Thomas Röckemann ist erster Sprecher der AfD in Nordrhein-Westfalen. - © picture alliance
Thomas Röckemann ist erster Sprecher der AfD in Nordrhein-Westfalen. | © picture alliance

Düsseldorf AfD-Politiker reisen nach Syrien

„Privater Besuch“: Landesvorsitzender Röckemann weiß schon vor der Ankunft, dass die Situation dort „enspannter ist, als man glauben soll“

Lothar Schmalen

Düsseldorf. Eine Gruppe von AfD-Abgeordneten aus NRW-Landtag und Bundestag weilt seit Montag in Syrien, darunter auch der Mindener AfD-Landesvorsitzende Thomas Röckemann und der Gütersloher Bundestagsabgeordnete Udo Hemmelgarn. Geleitet wird die Delegation der deutschen Nationalisten vom Rechtsaußen der AfD-Landtagsfraktion, Christian Blex. Der Wadersloher gehörte auch schon zu der Gruppe von AfD-Politikern, die kürzlich auf die von Russland besetzte ukrainische Halbinsel Krim reiste und sich den Vorwurf gefallen lassen musste, sich dort zum Instrument der russischen Propaganda gemacht haben zu lassen. Wollen gucken, ob Syrien sicher ist Die Reise nach Syrien sei privat und werde von den Abgeordneten selbst bezahlt, heißt es aus dem Büro von Blex. Die Abgeordneten wollen bei ihrer Reise nach Damaskus, Aleppo und Homs offenbar Erkenntnisse darüber gewinnen, ob Syrien als sicheres Herkunftsland für Flüchtlinge eingestuft werden könne oder nicht. In Syrien tobt bekanntlich seit Jahren ein blutiger Bürgerkrieg mit hunderttausenden Toten und Millionen Kriegsflüchtlingen.

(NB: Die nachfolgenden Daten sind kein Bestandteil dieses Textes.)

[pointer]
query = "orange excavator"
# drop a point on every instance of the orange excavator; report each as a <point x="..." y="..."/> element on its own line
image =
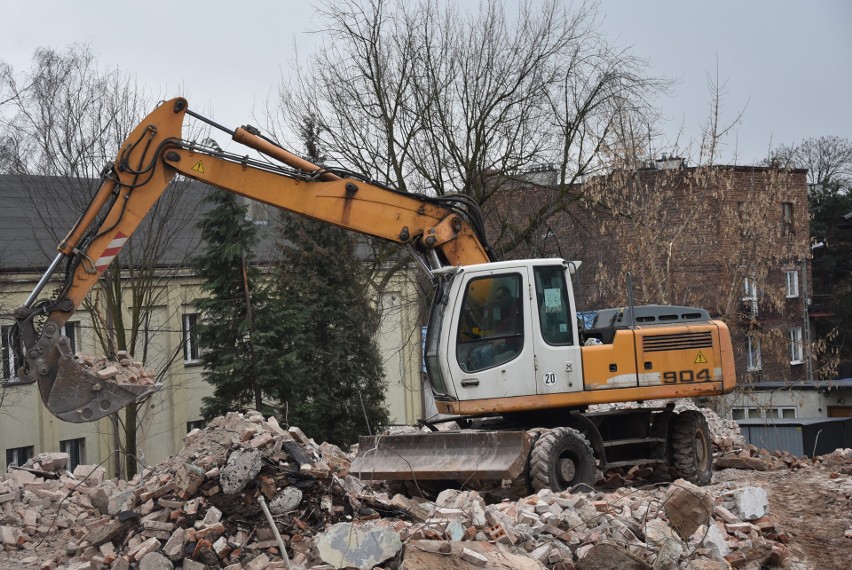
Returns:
<point x="507" y="357"/>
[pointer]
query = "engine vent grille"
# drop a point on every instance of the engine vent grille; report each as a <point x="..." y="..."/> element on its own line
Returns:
<point x="679" y="341"/>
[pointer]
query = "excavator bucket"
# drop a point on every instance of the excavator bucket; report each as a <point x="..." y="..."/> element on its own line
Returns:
<point x="454" y="455"/>
<point x="74" y="394"/>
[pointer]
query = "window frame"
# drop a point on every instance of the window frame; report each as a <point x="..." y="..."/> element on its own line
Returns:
<point x="759" y="412"/>
<point x="750" y="295"/>
<point x="796" y="346"/>
<point x="787" y="228"/>
<point x="189" y="335"/>
<point x="76" y="450"/>
<point x="754" y="361"/>
<point x="791" y="278"/>
<point x="27" y="450"/>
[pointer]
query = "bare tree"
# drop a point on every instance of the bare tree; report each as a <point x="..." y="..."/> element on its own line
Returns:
<point x="828" y="159"/>
<point x="66" y="119"/>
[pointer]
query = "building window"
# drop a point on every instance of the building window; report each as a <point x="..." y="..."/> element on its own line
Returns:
<point x="792" y="278"/>
<point x="753" y="361"/>
<point x="753" y="412"/>
<point x="786" y="218"/>
<point x="19" y="455"/>
<point x="76" y="450"/>
<point x="191" y="353"/>
<point x="750" y="296"/>
<point x="796" y="345"/>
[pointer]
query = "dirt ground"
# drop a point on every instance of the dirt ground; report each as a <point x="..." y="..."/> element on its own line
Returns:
<point x="812" y="505"/>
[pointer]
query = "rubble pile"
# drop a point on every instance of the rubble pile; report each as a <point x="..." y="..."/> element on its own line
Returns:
<point x="123" y="370"/>
<point x="204" y="508"/>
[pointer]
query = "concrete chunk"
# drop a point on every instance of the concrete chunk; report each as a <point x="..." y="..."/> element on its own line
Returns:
<point x="359" y="546"/>
<point x="243" y="466"/>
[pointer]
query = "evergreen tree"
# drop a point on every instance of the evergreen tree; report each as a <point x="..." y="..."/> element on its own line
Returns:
<point x="243" y="335"/>
<point x="340" y="390"/>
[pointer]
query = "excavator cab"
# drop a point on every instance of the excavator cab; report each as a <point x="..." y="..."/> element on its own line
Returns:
<point x="511" y="334"/>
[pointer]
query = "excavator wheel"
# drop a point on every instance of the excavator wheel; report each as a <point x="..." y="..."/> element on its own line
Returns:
<point x="691" y="447"/>
<point x="562" y="459"/>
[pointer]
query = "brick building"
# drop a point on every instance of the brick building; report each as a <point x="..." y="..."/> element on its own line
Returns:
<point x="731" y="239"/>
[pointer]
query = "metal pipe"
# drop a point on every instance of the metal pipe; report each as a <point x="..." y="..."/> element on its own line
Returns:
<point x="274" y="526"/>
<point x="44" y="279"/>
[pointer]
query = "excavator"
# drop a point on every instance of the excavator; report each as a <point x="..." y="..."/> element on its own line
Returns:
<point x="518" y="375"/>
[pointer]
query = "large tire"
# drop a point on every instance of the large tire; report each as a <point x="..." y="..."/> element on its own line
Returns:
<point x="691" y="447"/>
<point x="562" y="459"/>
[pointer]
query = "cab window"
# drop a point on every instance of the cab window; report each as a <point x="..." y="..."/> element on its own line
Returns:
<point x="554" y="310"/>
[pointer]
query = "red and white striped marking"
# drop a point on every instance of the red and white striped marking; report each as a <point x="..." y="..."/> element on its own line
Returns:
<point x="110" y="252"/>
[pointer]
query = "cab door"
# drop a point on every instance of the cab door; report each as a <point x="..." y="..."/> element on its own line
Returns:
<point x="491" y="352"/>
<point x="558" y="362"/>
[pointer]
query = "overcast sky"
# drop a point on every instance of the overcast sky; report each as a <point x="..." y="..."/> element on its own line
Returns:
<point x="786" y="65"/>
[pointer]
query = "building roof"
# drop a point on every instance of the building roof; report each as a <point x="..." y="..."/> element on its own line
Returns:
<point x="35" y="216"/>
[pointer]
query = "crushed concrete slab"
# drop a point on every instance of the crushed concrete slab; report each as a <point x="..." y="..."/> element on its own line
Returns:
<point x="359" y="546"/>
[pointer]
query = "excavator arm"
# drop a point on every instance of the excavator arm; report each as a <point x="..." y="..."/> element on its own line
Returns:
<point x="443" y="231"/>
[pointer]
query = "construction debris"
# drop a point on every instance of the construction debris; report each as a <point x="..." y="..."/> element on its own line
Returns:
<point x="201" y="509"/>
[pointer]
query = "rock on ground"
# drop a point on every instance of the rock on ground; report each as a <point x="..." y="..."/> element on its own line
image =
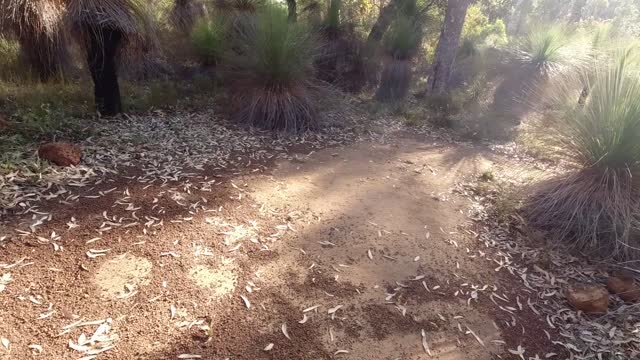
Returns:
<point x="589" y="298"/>
<point x="61" y="154"/>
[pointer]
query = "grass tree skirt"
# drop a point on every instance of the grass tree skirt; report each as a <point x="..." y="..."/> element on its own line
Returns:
<point x="102" y="49"/>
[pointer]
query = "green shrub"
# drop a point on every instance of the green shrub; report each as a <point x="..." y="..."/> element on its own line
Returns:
<point x="552" y="49"/>
<point x="401" y="43"/>
<point x="403" y="38"/>
<point x="208" y="38"/>
<point x="478" y="29"/>
<point x="596" y="207"/>
<point x="10" y="67"/>
<point x="271" y="67"/>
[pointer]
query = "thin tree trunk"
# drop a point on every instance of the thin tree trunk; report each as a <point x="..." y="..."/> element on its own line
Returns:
<point x="445" y="58"/>
<point x="293" y="14"/>
<point x="576" y="10"/>
<point x="102" y="48"/>
<point x="514" y="20"/>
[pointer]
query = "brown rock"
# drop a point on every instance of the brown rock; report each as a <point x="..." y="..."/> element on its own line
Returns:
<point x="59" y="153"/>
<point x="589" y="298"/>
<point x="624" y="285"/>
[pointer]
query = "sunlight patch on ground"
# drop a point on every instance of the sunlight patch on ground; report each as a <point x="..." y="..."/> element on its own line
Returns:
<point x="221" y="280"/>
<point x="120" y="277"/>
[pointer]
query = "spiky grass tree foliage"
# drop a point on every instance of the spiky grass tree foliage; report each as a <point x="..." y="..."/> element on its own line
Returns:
<point x="401" y="43"/>
<point x="185" y="14"/>
<point x="105" y="28"/>
<point x="209" y="38"/>
<point x="271" y="69"/>
<point x="596" y="207"/>
<point x="246" y="6"/>
<point x="39" y="28"/>
<point x="551" y="50"/>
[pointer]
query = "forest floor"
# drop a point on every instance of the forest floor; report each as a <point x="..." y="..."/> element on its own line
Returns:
<point x="183" y="238"/>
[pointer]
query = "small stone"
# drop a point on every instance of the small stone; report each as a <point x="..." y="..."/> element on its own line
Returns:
<point x="589" y="298"/>
<point x="624" y="285"/>
<point x="4" y="123"/>
<point x="61" y="154"/>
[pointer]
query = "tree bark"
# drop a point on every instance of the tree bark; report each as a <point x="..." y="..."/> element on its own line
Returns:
<point x="293" y="14"/>
<point x="576" y="10"/>
<point x="102" y="48"/>
<point x="514" y="19"/>
<point x="445" y="57"/>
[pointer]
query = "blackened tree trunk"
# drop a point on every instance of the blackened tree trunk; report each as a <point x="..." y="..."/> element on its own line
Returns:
<point x="447" y="48"/>
<point x="102" y="48"/>
<point x="293" y="14"/>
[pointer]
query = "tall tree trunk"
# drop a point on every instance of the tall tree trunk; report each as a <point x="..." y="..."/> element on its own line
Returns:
<point x="514" y="19"/>
<point x="102" y="48"/>
<point x="293" y="14"/>
<point x="385" y="18"/>
<point x="576" y="10"/>
<point x="447" y="47"/>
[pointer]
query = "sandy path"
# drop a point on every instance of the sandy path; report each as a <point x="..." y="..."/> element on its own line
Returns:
<point x="371" y="235"/>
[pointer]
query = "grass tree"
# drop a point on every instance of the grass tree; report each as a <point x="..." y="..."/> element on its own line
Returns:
<point x="551" y="49"/>
<point x="270" y="67"/>
<point x="104" y="29"/>
<point x="596" y="206"/>
<point x="185" y="14"/>
<point x="39" y="28"/>
<point x="401" y="43"/>
<point x="209" y="38"/>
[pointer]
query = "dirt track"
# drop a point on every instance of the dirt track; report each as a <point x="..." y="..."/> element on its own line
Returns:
<point x="370" y="237"/>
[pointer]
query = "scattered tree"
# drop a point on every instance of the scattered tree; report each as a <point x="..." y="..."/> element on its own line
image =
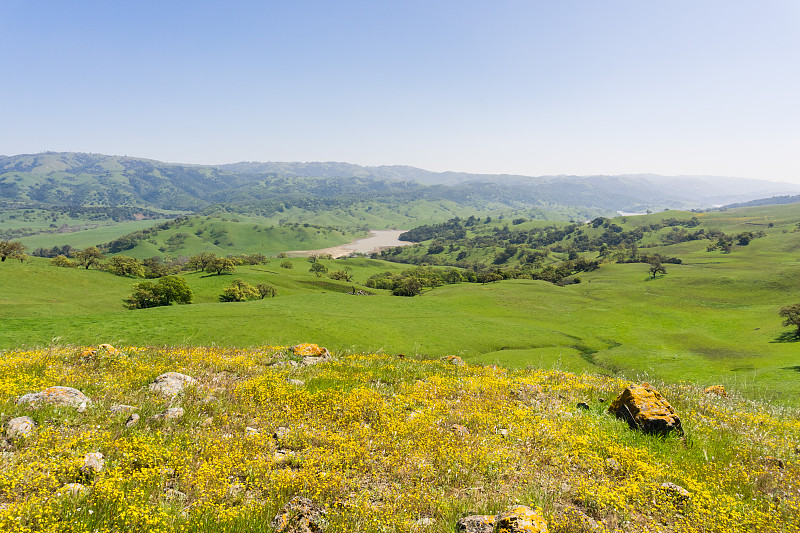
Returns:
<point x="165" y="291"/>
<point x="122" y="265"/>
<point x="792" y="315"/>
<point x="657" y="268"/>
<point x="266" y="290"/>
<point x="63" y="261"/>
<point x="12" y="249"/>
<point x="318" y="268"/>
<point x="89" y="256"/>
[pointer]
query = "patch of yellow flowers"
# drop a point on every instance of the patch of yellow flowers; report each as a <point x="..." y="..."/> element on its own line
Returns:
<point x="371" y="438"/>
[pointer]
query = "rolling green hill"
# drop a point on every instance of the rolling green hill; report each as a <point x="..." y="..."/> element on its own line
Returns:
<point x="713" y="318"/>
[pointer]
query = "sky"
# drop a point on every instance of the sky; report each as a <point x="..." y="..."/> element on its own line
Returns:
<point x="521" y="87"/>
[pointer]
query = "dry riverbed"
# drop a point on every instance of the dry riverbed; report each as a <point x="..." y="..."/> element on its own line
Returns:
<point x="378" y="240"/>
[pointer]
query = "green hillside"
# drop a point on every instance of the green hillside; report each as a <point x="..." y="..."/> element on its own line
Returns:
<point x="713" y="318"/>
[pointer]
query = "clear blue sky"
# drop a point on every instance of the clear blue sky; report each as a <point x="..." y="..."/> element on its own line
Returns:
<point x="529" y="87"/>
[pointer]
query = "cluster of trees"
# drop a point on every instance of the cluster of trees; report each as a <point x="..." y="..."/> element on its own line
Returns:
<point x="411" y="282"/>
<point x="240" y="291"/>
<point x="166" y="291"/>
<point x="12" y="250"/>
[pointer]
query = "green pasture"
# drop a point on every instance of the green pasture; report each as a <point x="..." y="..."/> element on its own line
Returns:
<point x="712" y="320"/>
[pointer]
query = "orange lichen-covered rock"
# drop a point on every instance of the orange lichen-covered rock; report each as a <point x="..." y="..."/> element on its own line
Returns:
<point x="719" y="390"/>
<point x="476" y="524"/>
<point x="520" y="519"/>
<point x="644" y="408"/>
<point x="309" y="350"/>
<point x="454" y="360"/>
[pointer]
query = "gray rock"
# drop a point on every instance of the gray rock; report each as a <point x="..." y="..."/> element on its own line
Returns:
<point x="171" y="383"/>
<point x="132" y="420"/>
<point x="300" y="515"/>
<point x="66" y="396"/>
<point x="93" y="462"/>
<point x="22" y="426"/>
<point x="476" y="524"/>
<point x="173" y="413"/>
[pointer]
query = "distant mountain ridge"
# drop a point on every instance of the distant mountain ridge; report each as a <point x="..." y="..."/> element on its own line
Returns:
<point x="68" y="178"/>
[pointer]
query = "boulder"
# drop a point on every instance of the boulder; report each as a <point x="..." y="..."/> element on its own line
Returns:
<point x="171" y="383"/>
<point x="300" y="515"/>
<point x="21" y="426"/>
<point x="93" y="462"/>
<point x="520" y="519"/>
<point x="310" y="350"/>
<point x="173" y="413"/>
<point x="66" y="396"/>
<point x="719" y="390"/>
<point x="644" y="408"/>
<point x="476" y="524"/>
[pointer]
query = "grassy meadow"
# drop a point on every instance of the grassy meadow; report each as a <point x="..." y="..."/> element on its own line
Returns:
<point x="712" y="319"/>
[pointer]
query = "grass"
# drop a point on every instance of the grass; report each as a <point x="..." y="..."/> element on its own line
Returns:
<point x="370" y="439"/>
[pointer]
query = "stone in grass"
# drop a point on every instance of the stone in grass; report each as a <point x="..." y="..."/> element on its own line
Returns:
<point x="22" y="426"/>
<point x="678" y="493"/>
<point x="121" y="408"/>
<point x="480" y="523"/>
<point x="520" y="519"/>
<point x="66" y="396"/>
<point x="173" y="413"/>
<point x="719" y="390"/>
<point x="644" y="408"/>
<point x="171" y="383"/>
<point x="300" y="515"/>
<point x="93" y="462"/>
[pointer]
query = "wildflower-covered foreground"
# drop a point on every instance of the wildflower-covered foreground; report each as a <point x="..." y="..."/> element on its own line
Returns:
<point x="382" y="442"/>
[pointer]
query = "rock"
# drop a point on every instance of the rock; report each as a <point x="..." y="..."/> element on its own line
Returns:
<point x="66" y="396"/>
<point x="132" y="420"/>
<point x="527" y="392"/>
<point x="22" y="426"/>
<point x="574" y="520"/>
<point x="93" y="462"/>
<point x="644" y="408"/>
<point x="678" y="493"/>
<point x="454" y="360"/>
<point x="311" y="350"/>
<point x="175" y="495"/>
<point x="235" y="490"/>
<point x="521" y="519"/>
<point x="477" y="524"/>
<point x="300" y="515"/>
<point x="424" y="522"/>
<point x="74" y="489"/>
<point x="171" y="383"/>
<point x="719" y="390"/>
<point x="173" y="413"/>
<point x="460" y="431"/>
<point x="773" y="462"/>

Dagegen meinte der AfD-Landtagsabgeordnete und Landesvorsitzende Thomas Röckemann in einem Interview mit dem rechtsextremistischen Internetmagazin compact-online schon vor seiner Ankunft in Syrien wissen zu können, die Lage dort sei „entspannter als man glauben soll". Und Blex ergänzt: „Natürlich ist es schön, Bilder von Menschen zu machen, die sich für den Wiederaufbau ihrer Heimat engagieren, statt von jungen Männern, die Frauen und Kinder zurücklassen, um rechtswidrig bei uns einzuwandern." Schon einen Tag nach der Ankunft der AfD-Politiker allerdings verbreitet die Partei Formulierungen, die der syrisch-russischen Kriegspropaganda entnommen sein könnten: Man wolle sich über die Situation „in den von den Terroristen befreiten Gebieten" erkundigen. Röckemann spricht von „terroristischen Banden", die „zu feige" seien, „offen uniformiert zu kämpfen", verliert aber kein Wort über Giftgasbomben der syrischen Assad-Truppen.